La consigne avait été donnée par Bercy et la Banque de France aux assureurs vie de baisser le rendement de leurs fonds en euros. Pas suffisamment suivie d'effet au gré du gouvernement, celui-ci a fait adopter par les députés un amendement à l'article 21bis de la loi « Sapin 2 ».

Voté en catimini pendant l'euro de foot, cet amendement instaure une disposition inquiétante pour les détenteurs de contrat d'assurance vie.

En effet, il donne au Haut Conseil de stabilité financière (HCSF) le pouvoir de notamment « suspendre, retarder ou limiter temporairement, pour tout ou partie du portefeuille, le paiement des valeurs de rachat, la faculté d'arbitrage ou le versement d'avance ».

Une remise en cause de la liquidité immédiate

Les conséquences concrètes de cette disposition sont claires : du jour au lendemain, sur demande du gouverneur de la Banque de France, le HCSF pourra vous interdire de procéder à toutes les opérations qui vous sont contractuellement réservées.

En bref, rachat partiel ou total, avance, et arbitrage de vos avoirs à l'intérieur même du contrat vous seraient interdits.
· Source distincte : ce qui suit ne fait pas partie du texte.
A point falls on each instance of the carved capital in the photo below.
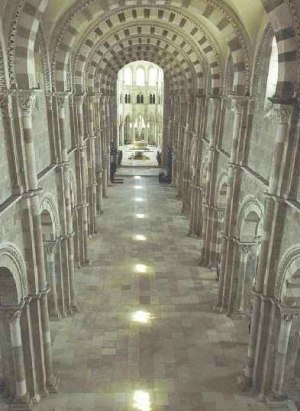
(50, 246)
(12, 315)
(283, 113)
(221, 214)
(27, 100)
(49, 100)
(215, 103)
(79, 100)
(288, 316)
(238, 104)
(251, 107)
(62, 99)
(6, 105)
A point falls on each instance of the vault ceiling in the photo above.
(191, 37)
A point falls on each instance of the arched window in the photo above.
(140, 77)
(128, 76)
(273, 71)
(152, 76)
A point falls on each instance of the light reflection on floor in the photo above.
(140, 237)
(143, 317)
(140, 268)
(141, 400)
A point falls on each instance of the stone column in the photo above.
(82, 206)
(228, 241)
(67, 227)
(91, 167)
(21, 400)
(279, 383)
(261, 309)
(6, 109)
(244, 249)
(39, 302)
(50, 247)
(209, 229)
(7, 358)
(51, 129)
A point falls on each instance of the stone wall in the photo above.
(41, 137)
(5, 183)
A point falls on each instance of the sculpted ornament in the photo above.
(283, 113)
(50, 246)
(246, 248)
(27, 102)
(5, 105)
(288, 316)
(62, 100)
(238, 104)
(221, 214)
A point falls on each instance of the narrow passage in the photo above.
(147, 337)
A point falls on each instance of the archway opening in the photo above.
(140, 96)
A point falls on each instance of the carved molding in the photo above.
(12, 44)
(289, 257)
(5, 104)
(246, 248)
(11, 251)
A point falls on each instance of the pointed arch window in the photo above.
(273, 72)
(140, 77)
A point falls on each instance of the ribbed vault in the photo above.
(195, 41)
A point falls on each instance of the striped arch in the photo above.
(11, 260)
(22, 39)
(163, 52)
(48, 203)
(176, 78)
(249, 219)
(287, 288)
(220, 204)
(181, 14)
(281, 15)
(206, 47)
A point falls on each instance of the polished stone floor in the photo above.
(147, 337)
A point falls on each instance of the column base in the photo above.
(276, 400)
(55, 316)
(36, 399)
(21, 404)
(53, 385)
(237, 315)
(75, 308)
(244, 383)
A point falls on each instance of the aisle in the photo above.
(147, 337)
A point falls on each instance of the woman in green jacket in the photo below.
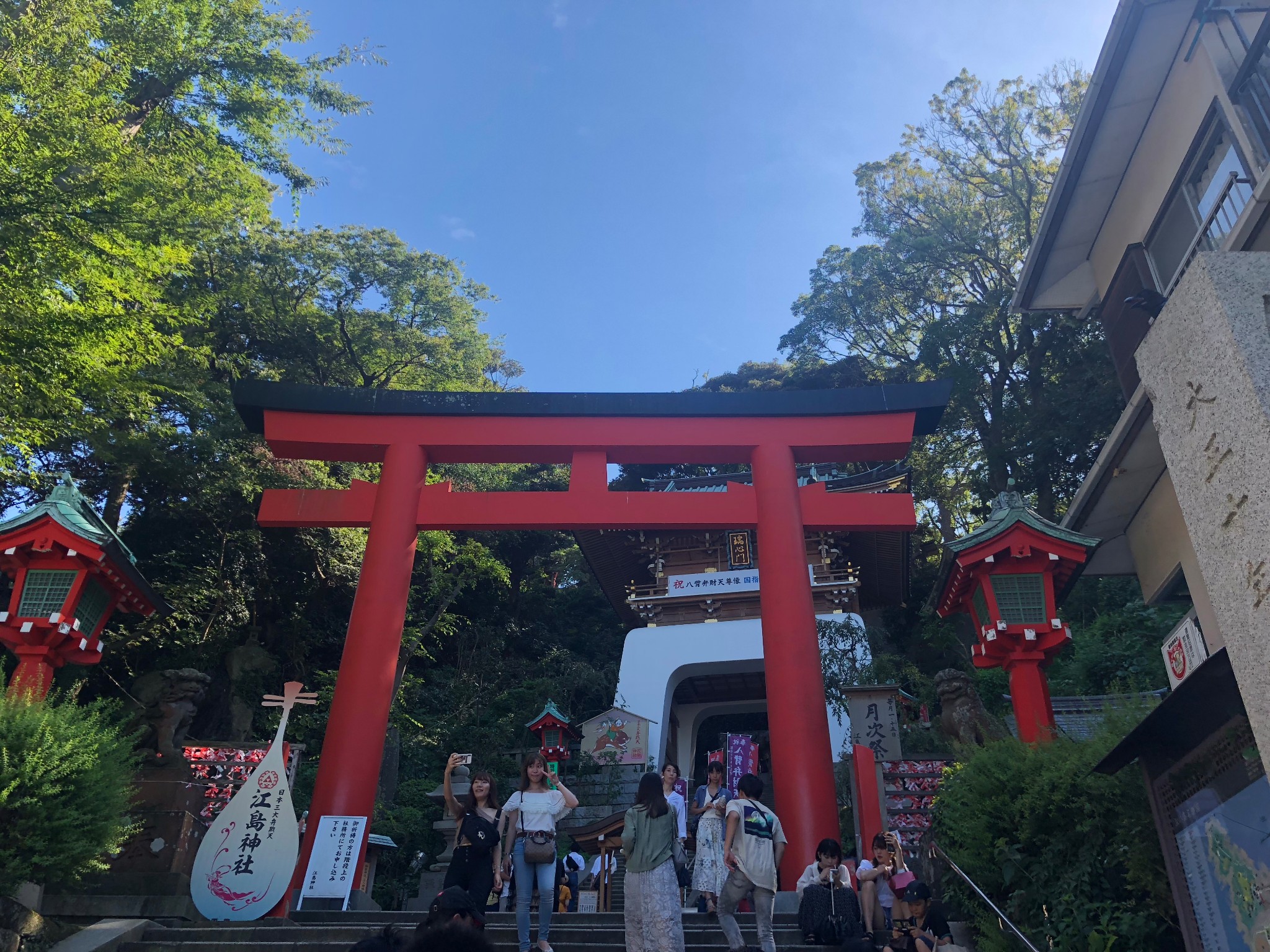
(654, 918)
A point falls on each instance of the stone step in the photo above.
(409, 918)
(173, 945)
(701, 935)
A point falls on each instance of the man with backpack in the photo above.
(753, 844)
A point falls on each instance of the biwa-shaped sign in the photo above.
(246, 862)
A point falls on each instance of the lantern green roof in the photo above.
(1008, 509)
(550, 711)
(68, 507)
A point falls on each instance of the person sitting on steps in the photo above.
(877, 897)
(825, 890)
(922, 930)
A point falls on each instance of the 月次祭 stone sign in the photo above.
(615, 736)
(247, 860)
(876, 720)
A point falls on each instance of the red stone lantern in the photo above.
(554, 733)
(1009, 576)
(70, 571)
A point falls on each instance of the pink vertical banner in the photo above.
(742, 758)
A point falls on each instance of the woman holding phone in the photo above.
(477, 866)
(710, 803)
(530, 816)
(879, 879)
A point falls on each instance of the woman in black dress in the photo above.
(477, 865)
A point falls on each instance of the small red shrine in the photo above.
(69, 571)
(554, 733)
(1009, 575)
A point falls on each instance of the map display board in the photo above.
(1226, 857)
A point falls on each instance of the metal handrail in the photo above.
(1202, 235)
(984, 895)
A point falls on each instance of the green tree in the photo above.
(1098, 885)
(134, 133)
(65, 788)
(951, 216)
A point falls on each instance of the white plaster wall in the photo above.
(654, 662)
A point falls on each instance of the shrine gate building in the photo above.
(770, 432)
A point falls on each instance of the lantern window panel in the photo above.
(1020, 598)
(981, 606)
(93, 604)
(45, 592)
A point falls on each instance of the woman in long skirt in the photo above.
(709, 870)
(653, 915)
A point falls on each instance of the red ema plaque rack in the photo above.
(911, 787)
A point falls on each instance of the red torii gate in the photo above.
(407, 431)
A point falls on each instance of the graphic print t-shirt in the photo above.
(753, 845)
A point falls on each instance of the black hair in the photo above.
(750, 786)
(453, 937)
(830, 847)
(492, 798)
(651, 796)
(534, 758)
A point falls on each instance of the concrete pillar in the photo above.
(1206, 366)
(357, 725)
Vos avoirs seraient gelés pour une « période de 6 mois renouvelable » (7°d du texte). Le texte ne dit pas combien de fois, ni pendant quelle durée maximum ; sans doute le temps nécessaire pour laisser passer la crise qui menacerait les assureurs, afin d'en éviter la faillite…

Ces dispositions sont destinées à prévenir et enrayer les conséquences d'un phénomène de contagion qui pourrait s'emparer des investisseurs en cas de crise financière grave :

« afin de préserver la stabilité du système financier ou prévenir les risques menaçant gravement la situation financière des organismes d'assurance ou d'une partie significative d'entre eux. »

Ce qui risquerait fort de se produire si les taux d'intérêt subissaient une forte variation à la baisse ou une remontée trop brutale.

Pourquoi une telle mesure ?

En clair, cette mesure vise à protéger les assureurs, et notamment en cas de panique des investisseurs qui viendraient en masse racheter leurs contrats en euros, épisode auquel les assureurs seraient bien incapables de faire face.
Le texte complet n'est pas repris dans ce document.